Data on the influence of inorganic clays to improve mechanical and healing properties of antibacterial Gellan gum-Manuka honey hydrogels.

This work contains original data supporting our research paper "Advances in cartilage repair: the influence of inorganic clays to improve mechanical and healing properties of antibacterial Gellan gum-Manuka honey hydrogels", by Maria A. Bonifacio, Andrea Cochis, Stefania Cometa, Annachiara Scalzone, Piergiorgio Gentile, Giuseppe Procino, Serena Milano, Alessandro C. Scalia, Lia Rimondini, Elvira De Giglio [1]. The main paper describes how four different clays (i.e., mesoporous silica, bentonite and halloysite nanotubes, coded as MS, BE and HNT) as cheap, abundant and versatile feed materials can be used for the preparation of highly performant hydrogels as cartilage substitutes, based on Gellan Gum (GG) and Manuka Honey (MH). Here the composites were further examined by means of Thermogravimetric Analysis (TGA), histological analysis (Alcian blue and Safranin-O) and static compression tests. This set of data strengthens the evidence that these hydrogels possess biological and physicochemical characteristics suitable for their application as reinforcing inorganic fillers in composite materials designed for cartilage regeneration.

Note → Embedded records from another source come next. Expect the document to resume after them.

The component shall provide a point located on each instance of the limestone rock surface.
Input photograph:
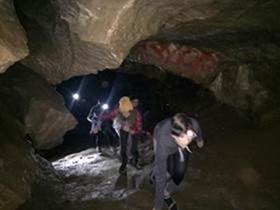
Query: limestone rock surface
(13, 42)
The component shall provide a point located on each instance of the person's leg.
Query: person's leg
(134, 150)
(171, 187)
(123, 137)
(98, 138)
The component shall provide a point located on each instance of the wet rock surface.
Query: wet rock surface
(233, 171)
(90, 175)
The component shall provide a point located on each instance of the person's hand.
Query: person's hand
(132, 132)
(126, 128)
(200, 144)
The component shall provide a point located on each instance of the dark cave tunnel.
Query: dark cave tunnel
(221, 70)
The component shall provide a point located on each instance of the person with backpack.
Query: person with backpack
(129, 121)
(172, 138)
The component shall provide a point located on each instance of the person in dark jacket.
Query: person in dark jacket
(172, 138)
(130, 123)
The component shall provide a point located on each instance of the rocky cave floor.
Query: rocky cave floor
(236, 170)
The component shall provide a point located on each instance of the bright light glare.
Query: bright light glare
(105, 106)
(76, 96)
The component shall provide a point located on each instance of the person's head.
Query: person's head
(125, 106)
(181, 130)
(135, 102)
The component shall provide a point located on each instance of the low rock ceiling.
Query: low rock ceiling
(68, 38)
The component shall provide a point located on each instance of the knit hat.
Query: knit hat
(125, 104)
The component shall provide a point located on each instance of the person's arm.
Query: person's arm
(160, 174)
(109, 115)
(199, 138)
(137, 128)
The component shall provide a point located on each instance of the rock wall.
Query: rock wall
(45, 117)
(13, 42)
(68, 38)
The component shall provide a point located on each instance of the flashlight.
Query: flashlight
(105, 106)
(76, 96)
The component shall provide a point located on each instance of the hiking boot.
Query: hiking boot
(171, 203)
(122, 169)
(137, 166)
(98, 150)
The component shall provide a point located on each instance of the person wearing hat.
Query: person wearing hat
(172, 138)
(130, 123)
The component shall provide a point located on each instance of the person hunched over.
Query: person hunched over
(130, 123)
(172, 138)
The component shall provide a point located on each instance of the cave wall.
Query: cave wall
(30, 105)
(13, 41)
(68, 38)
(38, 106)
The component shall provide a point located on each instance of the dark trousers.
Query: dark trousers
(134, 147)
(123, 138)
(110, 136)
(97, 138)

Advances in cartilage repair: The influence of inorganic clays to improve mechanical and healing properties of antibacterial Gellan gum-Manuka honey hydrogels.

Effective treatment of cartilage defects represents a challenging problem, mainly due to the tissue's limited intrinsic self-repair capacity; the use of polymeric scaffolds as tissue substitute is rapidly increasing, but it is still limited by poor mechanical properties. Moreover, the onset of an infection can irreversibly affect the healing process. Accordingly, in this work we describe, for the first time, the preparation of composite scaffolds based on gellan gum, antibacterial Manuka honey and an inorganic clay (mesoporous silica, sodium­calcium bentonite or halloysite nanotubes). The surface composition, morphology, mechanical and biological features of such composites are herein assessed, aiming to optimize the composition of a superior scaffold for cartilage repair. Results demonstrated that after 45 days of in vitro incubation with human mesenchymal stem cells, the mesoporous silica-composite hydrogels exhibited significant changes in peak elastic and dynamic moduli over time thus demonstrating superior mechanical properties. Moreover, mesoporous silica provided the best performances in terms of in vitro cytocompatibility and antibacterial preventive activity in protection of cells in a co-culture model. Therefore, this selected composition was exploited for subcutaneous implantation in mice to investigate materials biocompatibility and infection prevention. Results demonstrated that composites did not cause severe immune response as well as they were able to restrain the infection. Accordingly, GG-MH-MS composites represent a very promising tool for cartilage tissue engineering.